Buh Bye, Nessie!  (Courtesy of Servant and Steward blog)

These amusing, all-too-human tidbits aren’t the core of our faith, of course, but to me, they add a richness to the tapestry of our experience in it. It’s like a family—one knows the love, commitment, and sacrifice that is at its heart, but it’s sitting around the table, repeating for the millionth time the story of Uncle Fred and that unfortunate incident with the pig that bonds the family and creates memories. So thank you St. Joseph, St. Theresa and St. Columba, not only for your intercessions on our behalf, but also for making our Church a little more fun!

**This post is part of the Catholic Women’s Blogger Network bloghop!  Check it out here!

8 thoughts on “From Sour-Faced Saints, Deliver Us! Why the Church Makes Me Smile.

  1. I love this! It’s a lot easier to relate to saints who have foibles and seem human than to ones whose virtue seems unattainable. I love St. Peter because he is always making mistakes and saying silly things in the Gospels. Sometimes I almost laugh in church at him! Yet Jesus chose him to found the Church upon, because of his deep faith.

    Liked by 1 person

  2. This was awesome!! I love the read, and the insight into your favorite saints!! I had never heard of the St. Theresa quote, and fear I would be a “sour-faced saint,” if I ever make it that far. This was a fun read.

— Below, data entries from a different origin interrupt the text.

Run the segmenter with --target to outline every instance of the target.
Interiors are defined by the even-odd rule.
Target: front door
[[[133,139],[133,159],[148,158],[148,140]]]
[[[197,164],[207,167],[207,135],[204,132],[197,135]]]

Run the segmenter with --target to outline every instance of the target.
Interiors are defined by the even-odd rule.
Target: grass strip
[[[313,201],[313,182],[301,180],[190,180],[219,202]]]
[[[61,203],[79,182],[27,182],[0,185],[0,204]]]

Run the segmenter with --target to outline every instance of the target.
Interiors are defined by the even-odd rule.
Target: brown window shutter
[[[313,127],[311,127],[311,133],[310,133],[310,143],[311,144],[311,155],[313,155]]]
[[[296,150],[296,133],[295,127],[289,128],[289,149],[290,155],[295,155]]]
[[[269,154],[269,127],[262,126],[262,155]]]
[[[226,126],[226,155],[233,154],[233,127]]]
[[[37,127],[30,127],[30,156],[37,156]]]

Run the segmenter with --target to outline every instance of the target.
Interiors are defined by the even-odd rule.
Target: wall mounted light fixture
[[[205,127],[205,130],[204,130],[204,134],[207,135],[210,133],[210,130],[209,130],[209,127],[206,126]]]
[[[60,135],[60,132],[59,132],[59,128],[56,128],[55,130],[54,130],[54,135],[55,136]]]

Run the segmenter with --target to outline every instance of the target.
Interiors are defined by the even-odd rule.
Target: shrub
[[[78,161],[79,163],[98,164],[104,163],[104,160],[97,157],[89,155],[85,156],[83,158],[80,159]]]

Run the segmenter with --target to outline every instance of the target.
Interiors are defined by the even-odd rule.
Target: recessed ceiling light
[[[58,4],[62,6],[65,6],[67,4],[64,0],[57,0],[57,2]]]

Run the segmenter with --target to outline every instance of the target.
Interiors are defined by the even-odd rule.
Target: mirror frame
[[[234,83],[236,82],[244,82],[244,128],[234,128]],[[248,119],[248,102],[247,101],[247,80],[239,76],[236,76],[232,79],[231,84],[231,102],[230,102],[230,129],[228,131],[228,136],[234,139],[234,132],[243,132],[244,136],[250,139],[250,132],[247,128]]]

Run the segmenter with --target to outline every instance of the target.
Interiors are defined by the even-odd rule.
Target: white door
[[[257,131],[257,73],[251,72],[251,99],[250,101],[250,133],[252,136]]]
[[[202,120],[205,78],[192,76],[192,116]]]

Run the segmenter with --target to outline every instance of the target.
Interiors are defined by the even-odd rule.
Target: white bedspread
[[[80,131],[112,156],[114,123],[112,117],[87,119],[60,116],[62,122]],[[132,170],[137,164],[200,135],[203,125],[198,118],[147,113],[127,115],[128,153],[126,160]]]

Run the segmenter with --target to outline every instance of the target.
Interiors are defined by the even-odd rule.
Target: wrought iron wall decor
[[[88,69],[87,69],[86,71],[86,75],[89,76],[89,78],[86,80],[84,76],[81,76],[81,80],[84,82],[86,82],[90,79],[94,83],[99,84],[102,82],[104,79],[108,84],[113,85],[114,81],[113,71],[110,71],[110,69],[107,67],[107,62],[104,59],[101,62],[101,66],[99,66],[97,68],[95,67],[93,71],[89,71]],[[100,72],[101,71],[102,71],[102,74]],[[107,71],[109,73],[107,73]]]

    Thank you for sharing!!

    (Also, my current favorite saint is St. Peter these days, but it’s always subject to change…)

    Liked by 1 person

  3. Such a fun read! Yes, I love ❤️ the stories of the Saints! It’s like hearing beautiful stories of our loved ones. As Catholics, we have such a rich history and all types of people who enriched our faith, and of course, gives us a chuckle.

    Liked by 1 person

  4. Thanks for the stories! And you´re right, those stories that fill in the blanks from the time between those letters to the early church to what we see today are necessary. I was raised Protestant, and their view of things (or how the church came to be the way it is) is filled with a lot of holes (at least, it is when raised in a tradition that skips over everything from those last letters published in the Bible up until the Reformation–that´s a lot of missing history!) When studying topics like baptism, I´ve been surprised to find out that things like godparents aren´t just a handy recent invention, but something that´s been done since the very early days of the church. Or that sprinkling water on babies’ heads (instead of a full immersion baptism) kept a lot of infants from dying of colds caught while being baptized in the days before modern medicine.

    So thanks for filling in a few more holes for me!

    And I LOVE that St. Teresa quote and had never heard it before!

    Liked by 1 person

  5. Oh, I needed this this morning! I’ve had a series of crises hit our family, and have been super focused on the role of loss and suffering in my spiritual life. Which is healthy to a point, but good to remember that there’s much more to the journey!